No local (que são casas de mineiros restauradas) em que estivemos hospedados em Las Menas de Serón o céu era bastante escuro apesar ou talvez devido a estarmos rodeados por montanhas e já a mais de 1500 metros de altitude.
Mesmo com uma viagem de quase 1000 km em cima não nos foi possível deixar passar impune aquele céu sem uma observação. Todos os telescópios do grupo sem excepção foram montados, e não eram nada poucos: um obsession de 15", um dob de 8", um maksutov-newtoniano de 8" em cima de uma G11, um Takahashi Sky90 , um TMB 80mm e diversas pequenas montagens com câmaras a fotografar. Apesar das luzes do local (que entretanto foram gentilmente apagadas pelo o responsável do local), o céu esteve de grande categoria, com, entre outros objectos, a cabeça do cavalo de visão directa no Obsession, isto tudo no meio da pouco habitual cena de ver as constelações a nascerem no cume do massiço mas já bem altas a Oeste. Fomo-nos deitar cedo para o longo dia e noite que se seguia.

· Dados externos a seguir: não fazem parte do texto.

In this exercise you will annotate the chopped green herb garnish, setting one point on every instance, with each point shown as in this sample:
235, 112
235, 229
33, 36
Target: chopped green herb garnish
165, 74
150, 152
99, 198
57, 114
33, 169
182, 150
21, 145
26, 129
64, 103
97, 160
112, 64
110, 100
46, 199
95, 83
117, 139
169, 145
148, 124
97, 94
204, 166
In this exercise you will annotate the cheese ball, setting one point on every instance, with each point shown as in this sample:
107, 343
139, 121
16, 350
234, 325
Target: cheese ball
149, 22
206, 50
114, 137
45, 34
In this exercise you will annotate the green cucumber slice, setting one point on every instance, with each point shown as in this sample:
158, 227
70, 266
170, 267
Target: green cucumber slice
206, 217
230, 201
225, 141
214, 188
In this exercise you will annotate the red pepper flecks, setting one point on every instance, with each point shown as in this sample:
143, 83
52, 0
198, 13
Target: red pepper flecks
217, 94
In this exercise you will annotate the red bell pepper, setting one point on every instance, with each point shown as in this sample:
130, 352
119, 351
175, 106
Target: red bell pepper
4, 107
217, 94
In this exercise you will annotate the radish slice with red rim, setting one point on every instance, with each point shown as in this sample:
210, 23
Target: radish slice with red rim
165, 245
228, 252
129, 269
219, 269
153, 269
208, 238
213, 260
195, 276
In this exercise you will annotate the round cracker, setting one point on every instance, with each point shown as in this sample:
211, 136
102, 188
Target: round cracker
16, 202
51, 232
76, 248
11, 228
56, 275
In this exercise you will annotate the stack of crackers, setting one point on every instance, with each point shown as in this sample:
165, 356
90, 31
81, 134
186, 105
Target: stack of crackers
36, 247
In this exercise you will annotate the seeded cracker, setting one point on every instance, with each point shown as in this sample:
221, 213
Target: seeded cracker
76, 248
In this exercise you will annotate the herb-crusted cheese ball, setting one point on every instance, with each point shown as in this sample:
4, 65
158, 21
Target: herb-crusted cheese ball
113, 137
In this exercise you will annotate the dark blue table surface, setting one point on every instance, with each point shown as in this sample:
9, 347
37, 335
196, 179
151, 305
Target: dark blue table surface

Um dia no Observatório de Calar Alto

O Observatório de Calar Alto está situado na cadeia de montanhas andaluza de Los Filabres, que serve de imponente pano de fundo à cidade costeira de Almeria. Com uma elevação de 2160 metros e numa região árida e semi-desértica proporciona cerca de 200 noites de céu limpo por ano. O recinto de 100km quadrados está naturalmente rodeado por belas paisagens. A Sul via-se o Mediterrâneo, a Norte uma paisagem quase de "Western" americano e a Oeste os cumes nevados da Sierra Nevada. O dia esteve solarengo, com apenas algumas nuvens altas, mas naquela altitude já o ar é bem fresco. Passou também por lá uma migração do que pareciam ser abutres, que aproveitavam as correntes ascendentes para ganhar altitude, mas parecia que tinha morrido alguma coisa por lá pois assemelhava-se bastante ao típico voar em círculos à espera do almoço.

Observatório de Calar Alto

Com a generosa autorização do director do Observatório dr. João Alves (português!), e com a amável orientação e paciência do nosso anfitrião Juan Capel foi-nos oferecida uma memorável visita a alguns dos telescópios e instalações. Não existe agradecimento que chegue por nos terem tornado realidade esta visita. Ver mais fotografias do Observatório.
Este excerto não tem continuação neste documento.